Analysis and algorithms for $\ell_p$-based semi-supervised learning on graphs
It addresses semi-supervised learning for practitioners dealing with limited labeled data, offering theoretical insights and scalable algorithms, though it is incremental as it builds on existing $p$-Laplacian methods.
This paper tackles the problem of semi-supervised learning with very few labels by using $\ell_p$-based Laplacian regularization on graphs, proving that the $p$-Laplacian retains data distribution information on $k$-NN graphs as $p o \infty$ and developing fast algorithms that show Lipschitz learning performs well on datasets like MNIST with few labels.

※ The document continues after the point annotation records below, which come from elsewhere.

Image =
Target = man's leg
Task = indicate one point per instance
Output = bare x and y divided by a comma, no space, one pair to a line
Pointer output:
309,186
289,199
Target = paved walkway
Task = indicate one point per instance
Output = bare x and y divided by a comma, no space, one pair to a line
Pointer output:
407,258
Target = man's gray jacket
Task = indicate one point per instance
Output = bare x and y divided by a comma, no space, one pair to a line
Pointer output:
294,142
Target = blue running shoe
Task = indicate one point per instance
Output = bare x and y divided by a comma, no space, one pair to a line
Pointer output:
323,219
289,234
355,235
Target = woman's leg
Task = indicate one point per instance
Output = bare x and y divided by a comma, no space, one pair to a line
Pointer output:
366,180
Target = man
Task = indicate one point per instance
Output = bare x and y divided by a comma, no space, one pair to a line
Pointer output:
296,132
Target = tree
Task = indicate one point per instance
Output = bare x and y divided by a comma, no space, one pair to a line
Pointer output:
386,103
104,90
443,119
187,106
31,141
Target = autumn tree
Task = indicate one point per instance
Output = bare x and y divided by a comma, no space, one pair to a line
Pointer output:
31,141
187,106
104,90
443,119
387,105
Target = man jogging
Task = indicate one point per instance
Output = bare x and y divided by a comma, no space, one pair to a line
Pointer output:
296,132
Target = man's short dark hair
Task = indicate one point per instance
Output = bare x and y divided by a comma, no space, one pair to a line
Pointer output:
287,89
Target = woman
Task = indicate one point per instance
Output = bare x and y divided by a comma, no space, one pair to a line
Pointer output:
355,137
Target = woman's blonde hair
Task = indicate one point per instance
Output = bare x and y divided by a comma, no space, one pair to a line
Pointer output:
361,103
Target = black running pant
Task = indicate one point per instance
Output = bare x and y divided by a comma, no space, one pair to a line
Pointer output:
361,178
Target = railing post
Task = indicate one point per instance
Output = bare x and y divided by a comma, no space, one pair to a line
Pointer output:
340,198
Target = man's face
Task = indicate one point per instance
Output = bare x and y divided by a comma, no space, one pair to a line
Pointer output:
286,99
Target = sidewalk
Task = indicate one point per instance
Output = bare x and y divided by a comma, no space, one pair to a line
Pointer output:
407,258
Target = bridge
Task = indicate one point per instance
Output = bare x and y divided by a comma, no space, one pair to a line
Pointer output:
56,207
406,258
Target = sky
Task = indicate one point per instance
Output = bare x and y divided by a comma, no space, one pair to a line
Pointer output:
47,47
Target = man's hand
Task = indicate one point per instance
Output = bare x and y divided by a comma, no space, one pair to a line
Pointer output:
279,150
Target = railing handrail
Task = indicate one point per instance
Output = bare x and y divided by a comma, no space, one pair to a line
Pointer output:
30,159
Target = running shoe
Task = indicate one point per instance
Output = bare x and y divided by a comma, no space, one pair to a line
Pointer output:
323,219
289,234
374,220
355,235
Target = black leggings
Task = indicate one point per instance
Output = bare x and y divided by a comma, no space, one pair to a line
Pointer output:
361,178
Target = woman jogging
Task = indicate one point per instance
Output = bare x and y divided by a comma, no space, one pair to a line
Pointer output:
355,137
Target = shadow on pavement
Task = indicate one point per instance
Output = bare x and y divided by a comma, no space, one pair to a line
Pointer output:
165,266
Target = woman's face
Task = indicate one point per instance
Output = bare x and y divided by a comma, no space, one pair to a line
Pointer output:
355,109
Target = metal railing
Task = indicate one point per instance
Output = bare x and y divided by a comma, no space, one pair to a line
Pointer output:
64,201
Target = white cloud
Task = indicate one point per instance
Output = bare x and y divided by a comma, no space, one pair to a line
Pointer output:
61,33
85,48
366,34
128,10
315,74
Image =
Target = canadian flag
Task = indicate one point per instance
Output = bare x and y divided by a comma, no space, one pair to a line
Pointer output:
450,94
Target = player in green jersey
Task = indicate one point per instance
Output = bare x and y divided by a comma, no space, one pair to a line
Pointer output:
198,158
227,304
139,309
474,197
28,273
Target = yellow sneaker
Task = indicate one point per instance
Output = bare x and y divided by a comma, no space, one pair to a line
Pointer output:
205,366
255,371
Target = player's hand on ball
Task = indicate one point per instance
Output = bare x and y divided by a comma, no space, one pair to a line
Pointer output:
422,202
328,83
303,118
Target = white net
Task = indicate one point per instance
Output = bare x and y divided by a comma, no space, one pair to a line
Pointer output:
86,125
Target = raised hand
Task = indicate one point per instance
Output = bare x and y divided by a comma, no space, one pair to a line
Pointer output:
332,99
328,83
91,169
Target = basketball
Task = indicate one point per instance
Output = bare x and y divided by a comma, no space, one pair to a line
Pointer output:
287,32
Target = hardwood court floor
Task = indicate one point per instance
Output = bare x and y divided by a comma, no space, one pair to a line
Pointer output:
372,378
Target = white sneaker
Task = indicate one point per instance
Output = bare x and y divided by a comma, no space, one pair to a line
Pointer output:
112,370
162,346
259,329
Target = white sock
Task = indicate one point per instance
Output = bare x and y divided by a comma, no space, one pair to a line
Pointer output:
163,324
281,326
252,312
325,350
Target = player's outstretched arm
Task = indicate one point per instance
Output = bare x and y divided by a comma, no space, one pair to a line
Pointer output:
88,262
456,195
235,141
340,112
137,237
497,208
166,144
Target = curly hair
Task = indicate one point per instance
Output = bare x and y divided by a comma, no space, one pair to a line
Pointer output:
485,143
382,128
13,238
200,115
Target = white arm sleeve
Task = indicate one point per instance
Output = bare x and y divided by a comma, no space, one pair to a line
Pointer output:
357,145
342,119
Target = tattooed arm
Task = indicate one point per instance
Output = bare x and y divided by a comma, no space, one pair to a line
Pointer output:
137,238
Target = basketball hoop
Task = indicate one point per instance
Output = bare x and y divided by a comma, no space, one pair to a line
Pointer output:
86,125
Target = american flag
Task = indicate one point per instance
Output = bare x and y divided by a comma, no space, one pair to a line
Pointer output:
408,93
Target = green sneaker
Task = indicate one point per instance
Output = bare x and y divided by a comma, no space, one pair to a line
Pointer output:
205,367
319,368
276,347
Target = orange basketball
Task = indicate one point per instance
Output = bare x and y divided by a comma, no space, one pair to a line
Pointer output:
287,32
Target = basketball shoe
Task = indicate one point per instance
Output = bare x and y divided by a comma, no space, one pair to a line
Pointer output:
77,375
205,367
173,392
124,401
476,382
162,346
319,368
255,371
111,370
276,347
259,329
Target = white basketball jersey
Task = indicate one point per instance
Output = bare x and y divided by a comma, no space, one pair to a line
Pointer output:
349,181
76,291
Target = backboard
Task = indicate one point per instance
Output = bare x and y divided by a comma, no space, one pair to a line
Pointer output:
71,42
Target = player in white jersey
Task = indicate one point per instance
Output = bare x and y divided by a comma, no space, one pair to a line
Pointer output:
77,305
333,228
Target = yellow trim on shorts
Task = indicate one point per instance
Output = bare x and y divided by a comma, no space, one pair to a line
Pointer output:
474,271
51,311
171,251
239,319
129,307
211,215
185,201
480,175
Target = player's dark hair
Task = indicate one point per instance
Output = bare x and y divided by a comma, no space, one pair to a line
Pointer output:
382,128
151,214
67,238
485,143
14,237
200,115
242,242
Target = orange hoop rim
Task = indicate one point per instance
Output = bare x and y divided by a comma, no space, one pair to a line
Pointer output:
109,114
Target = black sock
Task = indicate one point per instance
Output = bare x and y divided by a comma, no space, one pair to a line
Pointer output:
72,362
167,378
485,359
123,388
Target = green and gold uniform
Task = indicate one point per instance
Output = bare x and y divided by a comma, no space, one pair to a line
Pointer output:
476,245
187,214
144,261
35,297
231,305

This paper addresses theory and applications of $\ell_p$-based Laplacian regularization in semi-supervised learning. The graph $p$-Laplacian for $p>2$ has been proposed recently as a replacement for the standard ($p=2$) graph Laplacian in semi-supervised learning problems with very few labels, where Laplacian learning is degenerate. In the first part of the paper we prove new discrete to continuum convergence results for $p$-Laplace problems on $k$-nearest neighbor ($k$-NN) graphs, which are more commonly used in practice than random geometric graphs. Our analysis shows that, on $k$-NN graphs, the $p$-Laplacian retains information about the data distribution as $p\to \infty$ and Lipschitz learning ($p=\infty$) is sensitive to the data distribution. This situation can be contrasted with random geometric graphs, where the $p$-Laplacian forgets the data distribution as $p\to \infty$. We also present a general framework for proving discrete to continuum convergence results in graph-based learning that only requires pointwise consistency and monotonicity. In the second part of the paper, we develop fast algorithms for solving the variational and game-theoretic $p$-Laplace equations on weighted graphs for $p>2$. We present several efficient and scalable algorithms for both formulations, and present numerical results on synthetic data indicating their convergence properties. Finally, we conduct extensive numerical experiments on the MNIST, FashionMNIST and EMNIST datasets that illustrate the effectiveness of the $p$-Laplacian formulation for semi-supervised learning with few labels. In particular, we find that Lipschitz learning ($p=\infty$) performs well with very few labels on $k$-NN graphs, which experimentally validates our theoretical findings that Lipschitz learning retains information about the data distribution (the unlabeled data) on $k$-NN graphs.